Namun, seiring waktu, model-model tersebut tidak memberikan hasil yang cukup untuk menopang keberlangsungan bisnis. Pada akhirnya, iklan menjadi satu-satunya opsi realistis agar Tripod dapat bertahan dan berkembang.
Tantangan Menarik Pengiklan Besar
Masalah muncul ketika Tripod mencoba menarik pengiklan berskala besar. Banyak perusahaan enggan menempatkan iklan mereka secara langsung di dalam halaman pengguna, karena konten yang dibuat bersifat bebas dan tidak selalu sesuai dengan citra merek.
Situasi ini mencapai titik kritis ketika sebuah perusahaan otomotif besar menyampaikan keberatan. Mereka merasa tidak nyaman karena iklan mereka muncul di halaman pengguna yang berisi konten dewasa. Kekhawatiran tersebut memicu kepanikan internal dan mendorong tim Tripod mencari solusi cepat.
Konsep Pop-Up sebagai Solusi Bisnis
Iklan Terpisah dari Konten Pengguna
Dari kebutuhan itulah konsep iklan pop-up muncul. Ide dasarnya adalah menampilkan iklan di jendela terpisah yang tetap muncul di atas halaman utama pengguna, namun secara visual tidak terikat langsung dengan konten yang sedang dibuka.
Metode ini dianggap sebagai solusi cerdas pada masanya. Dengan pop-up, pengiklan tetap mendapatkan visibilitas, sementara Tripod dapat meyakinkan klien bahwa iklan mereka tidak secara eksplisit melekat pada konten tertentu.
Zuckerman kemudian menulis kode untuk membuka jendela baru secara otomatis dan menayangkan iklan di dalamnya. Dari sinilah lahir format iklan pop-up yang kemudian diadopsi secara luas di internet.

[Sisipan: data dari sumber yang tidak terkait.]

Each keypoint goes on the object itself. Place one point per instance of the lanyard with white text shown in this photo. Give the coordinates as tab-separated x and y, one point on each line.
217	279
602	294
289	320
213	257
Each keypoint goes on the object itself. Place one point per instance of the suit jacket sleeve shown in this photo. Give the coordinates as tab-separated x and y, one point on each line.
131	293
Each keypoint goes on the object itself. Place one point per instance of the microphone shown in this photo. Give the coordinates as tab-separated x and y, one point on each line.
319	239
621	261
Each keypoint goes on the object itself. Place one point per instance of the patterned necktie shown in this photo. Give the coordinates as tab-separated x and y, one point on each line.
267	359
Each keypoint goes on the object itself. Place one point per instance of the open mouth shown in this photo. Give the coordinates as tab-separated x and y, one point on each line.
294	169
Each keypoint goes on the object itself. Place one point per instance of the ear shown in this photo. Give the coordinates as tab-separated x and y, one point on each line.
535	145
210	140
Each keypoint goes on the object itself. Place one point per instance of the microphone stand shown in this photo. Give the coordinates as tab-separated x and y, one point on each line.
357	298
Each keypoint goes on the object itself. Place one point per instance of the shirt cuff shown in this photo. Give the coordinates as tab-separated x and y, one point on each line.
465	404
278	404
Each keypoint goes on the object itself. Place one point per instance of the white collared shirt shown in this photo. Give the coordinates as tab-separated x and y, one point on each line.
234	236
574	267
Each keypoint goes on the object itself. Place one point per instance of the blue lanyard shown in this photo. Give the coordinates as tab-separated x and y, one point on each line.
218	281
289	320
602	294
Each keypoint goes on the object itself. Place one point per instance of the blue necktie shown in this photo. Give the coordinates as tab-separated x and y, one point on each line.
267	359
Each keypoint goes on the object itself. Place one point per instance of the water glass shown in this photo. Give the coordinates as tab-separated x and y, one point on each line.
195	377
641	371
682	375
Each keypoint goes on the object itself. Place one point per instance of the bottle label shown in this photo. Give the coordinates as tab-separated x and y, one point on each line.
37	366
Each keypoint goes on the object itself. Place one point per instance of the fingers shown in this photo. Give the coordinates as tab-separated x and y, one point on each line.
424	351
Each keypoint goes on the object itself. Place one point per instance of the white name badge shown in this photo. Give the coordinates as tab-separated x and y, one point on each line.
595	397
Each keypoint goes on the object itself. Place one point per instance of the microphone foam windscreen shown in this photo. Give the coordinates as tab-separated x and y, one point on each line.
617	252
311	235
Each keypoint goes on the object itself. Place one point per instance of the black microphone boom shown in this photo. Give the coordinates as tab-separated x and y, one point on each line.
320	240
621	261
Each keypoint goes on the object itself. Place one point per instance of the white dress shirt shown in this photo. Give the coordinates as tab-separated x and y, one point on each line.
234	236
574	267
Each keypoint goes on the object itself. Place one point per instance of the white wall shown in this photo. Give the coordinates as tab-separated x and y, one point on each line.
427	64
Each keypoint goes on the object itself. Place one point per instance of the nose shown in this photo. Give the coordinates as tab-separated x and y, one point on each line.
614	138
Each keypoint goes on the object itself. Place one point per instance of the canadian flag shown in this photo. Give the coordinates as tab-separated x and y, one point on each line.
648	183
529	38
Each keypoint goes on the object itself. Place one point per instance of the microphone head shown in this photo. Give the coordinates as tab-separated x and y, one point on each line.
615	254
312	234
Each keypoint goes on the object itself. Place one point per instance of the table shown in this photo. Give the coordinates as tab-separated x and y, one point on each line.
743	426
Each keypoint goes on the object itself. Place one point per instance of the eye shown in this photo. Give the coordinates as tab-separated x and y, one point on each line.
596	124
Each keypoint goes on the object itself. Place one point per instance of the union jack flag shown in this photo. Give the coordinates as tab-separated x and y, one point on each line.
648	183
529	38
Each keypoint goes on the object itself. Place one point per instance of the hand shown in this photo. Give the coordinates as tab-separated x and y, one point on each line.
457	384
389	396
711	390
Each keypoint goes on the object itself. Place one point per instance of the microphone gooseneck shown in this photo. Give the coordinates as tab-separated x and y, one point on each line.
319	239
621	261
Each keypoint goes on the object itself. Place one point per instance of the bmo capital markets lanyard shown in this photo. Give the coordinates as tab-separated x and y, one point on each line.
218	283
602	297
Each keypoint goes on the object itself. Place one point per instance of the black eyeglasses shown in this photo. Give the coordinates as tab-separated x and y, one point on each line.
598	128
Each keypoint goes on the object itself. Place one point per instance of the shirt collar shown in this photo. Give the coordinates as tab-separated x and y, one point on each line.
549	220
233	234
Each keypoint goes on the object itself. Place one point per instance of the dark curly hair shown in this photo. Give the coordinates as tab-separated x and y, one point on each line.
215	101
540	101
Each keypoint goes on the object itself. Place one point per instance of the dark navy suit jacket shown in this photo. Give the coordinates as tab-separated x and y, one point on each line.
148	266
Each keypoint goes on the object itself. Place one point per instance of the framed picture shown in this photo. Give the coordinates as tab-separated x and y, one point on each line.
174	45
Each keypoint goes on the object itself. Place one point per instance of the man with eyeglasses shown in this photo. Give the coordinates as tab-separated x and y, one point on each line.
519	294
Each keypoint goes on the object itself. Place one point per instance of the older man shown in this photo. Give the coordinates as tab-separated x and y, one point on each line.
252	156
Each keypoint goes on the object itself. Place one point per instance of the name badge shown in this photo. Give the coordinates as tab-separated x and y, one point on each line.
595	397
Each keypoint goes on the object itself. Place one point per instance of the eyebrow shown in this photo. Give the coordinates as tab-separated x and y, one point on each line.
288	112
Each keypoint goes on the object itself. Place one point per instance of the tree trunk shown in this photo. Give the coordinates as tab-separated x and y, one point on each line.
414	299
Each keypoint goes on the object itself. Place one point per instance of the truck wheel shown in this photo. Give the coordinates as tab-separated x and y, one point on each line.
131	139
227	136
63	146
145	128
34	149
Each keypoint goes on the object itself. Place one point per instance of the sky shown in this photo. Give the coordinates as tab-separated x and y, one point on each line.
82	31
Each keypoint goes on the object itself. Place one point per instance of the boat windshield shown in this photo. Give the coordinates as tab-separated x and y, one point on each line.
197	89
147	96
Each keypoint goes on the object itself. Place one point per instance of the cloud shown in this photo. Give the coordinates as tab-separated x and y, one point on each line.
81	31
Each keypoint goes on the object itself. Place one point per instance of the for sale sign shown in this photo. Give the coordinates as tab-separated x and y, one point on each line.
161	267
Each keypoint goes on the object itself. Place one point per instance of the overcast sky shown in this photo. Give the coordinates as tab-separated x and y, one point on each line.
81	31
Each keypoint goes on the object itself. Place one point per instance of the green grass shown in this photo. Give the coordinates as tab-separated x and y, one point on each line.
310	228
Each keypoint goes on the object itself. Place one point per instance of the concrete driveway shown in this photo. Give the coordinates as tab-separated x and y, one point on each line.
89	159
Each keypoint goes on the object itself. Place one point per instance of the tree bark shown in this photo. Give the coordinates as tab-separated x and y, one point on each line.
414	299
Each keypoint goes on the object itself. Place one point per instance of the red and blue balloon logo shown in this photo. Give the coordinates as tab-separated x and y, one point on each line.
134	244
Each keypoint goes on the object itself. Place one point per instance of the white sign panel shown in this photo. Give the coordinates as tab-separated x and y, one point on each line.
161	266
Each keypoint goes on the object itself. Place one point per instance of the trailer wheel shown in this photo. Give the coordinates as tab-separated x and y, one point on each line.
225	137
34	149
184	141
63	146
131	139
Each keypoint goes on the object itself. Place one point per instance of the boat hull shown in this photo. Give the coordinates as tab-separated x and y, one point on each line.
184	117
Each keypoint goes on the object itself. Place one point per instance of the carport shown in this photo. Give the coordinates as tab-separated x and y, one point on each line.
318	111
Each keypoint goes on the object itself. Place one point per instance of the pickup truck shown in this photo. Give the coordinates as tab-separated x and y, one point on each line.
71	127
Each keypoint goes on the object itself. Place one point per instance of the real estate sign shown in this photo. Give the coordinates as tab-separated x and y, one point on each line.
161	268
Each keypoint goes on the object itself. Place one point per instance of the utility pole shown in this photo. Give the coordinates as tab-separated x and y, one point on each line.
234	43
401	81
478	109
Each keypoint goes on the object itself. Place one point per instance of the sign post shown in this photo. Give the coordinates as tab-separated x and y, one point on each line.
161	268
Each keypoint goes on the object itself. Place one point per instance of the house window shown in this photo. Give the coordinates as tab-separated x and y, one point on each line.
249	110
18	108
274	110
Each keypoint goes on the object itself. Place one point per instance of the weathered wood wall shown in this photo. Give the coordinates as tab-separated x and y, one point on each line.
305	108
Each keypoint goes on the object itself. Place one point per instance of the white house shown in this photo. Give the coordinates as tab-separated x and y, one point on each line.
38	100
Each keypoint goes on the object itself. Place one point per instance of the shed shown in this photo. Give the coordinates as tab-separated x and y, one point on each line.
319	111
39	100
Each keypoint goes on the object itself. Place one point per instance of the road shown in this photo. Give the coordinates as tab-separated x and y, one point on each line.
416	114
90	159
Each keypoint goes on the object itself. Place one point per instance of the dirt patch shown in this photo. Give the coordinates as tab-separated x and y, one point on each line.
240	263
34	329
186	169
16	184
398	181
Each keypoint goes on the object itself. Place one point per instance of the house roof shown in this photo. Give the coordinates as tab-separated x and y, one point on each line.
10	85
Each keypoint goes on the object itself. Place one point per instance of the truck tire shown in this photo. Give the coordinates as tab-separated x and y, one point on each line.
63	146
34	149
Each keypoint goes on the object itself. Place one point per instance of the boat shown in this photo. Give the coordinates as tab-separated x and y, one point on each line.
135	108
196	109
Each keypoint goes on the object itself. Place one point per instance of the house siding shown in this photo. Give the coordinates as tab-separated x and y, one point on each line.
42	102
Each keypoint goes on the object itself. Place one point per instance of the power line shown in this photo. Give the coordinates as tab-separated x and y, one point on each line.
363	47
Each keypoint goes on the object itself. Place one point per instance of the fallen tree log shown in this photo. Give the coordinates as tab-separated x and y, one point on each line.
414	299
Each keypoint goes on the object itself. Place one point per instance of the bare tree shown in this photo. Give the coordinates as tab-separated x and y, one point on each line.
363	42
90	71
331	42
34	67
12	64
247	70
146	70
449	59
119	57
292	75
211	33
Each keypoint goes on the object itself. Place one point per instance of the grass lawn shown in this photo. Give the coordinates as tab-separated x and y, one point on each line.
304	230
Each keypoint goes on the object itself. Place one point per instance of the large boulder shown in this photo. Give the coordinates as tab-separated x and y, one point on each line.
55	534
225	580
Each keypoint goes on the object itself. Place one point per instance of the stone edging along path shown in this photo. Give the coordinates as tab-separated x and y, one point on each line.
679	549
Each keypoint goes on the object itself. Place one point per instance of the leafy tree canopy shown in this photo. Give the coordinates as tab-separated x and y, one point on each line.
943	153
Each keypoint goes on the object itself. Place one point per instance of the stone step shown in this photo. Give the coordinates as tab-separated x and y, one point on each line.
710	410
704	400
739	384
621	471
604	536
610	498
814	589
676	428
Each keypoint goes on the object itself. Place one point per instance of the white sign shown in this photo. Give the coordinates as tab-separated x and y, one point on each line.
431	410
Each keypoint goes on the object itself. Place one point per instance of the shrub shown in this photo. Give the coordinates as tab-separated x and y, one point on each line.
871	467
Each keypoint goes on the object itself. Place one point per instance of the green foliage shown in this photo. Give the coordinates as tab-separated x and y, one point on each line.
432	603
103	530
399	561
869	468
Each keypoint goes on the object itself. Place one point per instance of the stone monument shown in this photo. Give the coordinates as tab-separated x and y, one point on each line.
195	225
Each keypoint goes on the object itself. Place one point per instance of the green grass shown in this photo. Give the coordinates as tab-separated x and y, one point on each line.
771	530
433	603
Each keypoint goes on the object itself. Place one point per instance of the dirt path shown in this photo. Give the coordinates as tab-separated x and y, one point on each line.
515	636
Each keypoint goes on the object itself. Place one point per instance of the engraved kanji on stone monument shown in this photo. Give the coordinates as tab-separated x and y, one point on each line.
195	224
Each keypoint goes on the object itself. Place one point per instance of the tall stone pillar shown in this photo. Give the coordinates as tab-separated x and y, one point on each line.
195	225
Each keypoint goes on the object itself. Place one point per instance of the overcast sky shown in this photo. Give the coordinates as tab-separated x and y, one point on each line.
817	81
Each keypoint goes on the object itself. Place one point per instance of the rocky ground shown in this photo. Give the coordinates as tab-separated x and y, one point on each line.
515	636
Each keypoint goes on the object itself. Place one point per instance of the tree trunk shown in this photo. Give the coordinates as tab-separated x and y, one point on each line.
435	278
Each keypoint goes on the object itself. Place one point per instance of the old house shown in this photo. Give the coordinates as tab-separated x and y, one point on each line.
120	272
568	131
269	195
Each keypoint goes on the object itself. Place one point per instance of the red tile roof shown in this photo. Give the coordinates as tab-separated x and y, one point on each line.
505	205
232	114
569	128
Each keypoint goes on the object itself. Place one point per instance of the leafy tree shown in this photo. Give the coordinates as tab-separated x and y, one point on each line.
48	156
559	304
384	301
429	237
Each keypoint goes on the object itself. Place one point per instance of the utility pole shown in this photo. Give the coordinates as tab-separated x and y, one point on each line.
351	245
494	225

Dampak yang Tak Pernah Dibayangkan
Meski awalnya dirancang sebagai solusi teknis dan bisnis yang praktis, Zuckerman mengakui bahwa dampak jangka panjang iklan pop-up jauh melampaui ekspektasi awal. Inovasi tersebut dengan cepat diadopsi oleh industri periklanan digital, lalu berkembang menjadi berbagai bentuk iklan agresif lainnya.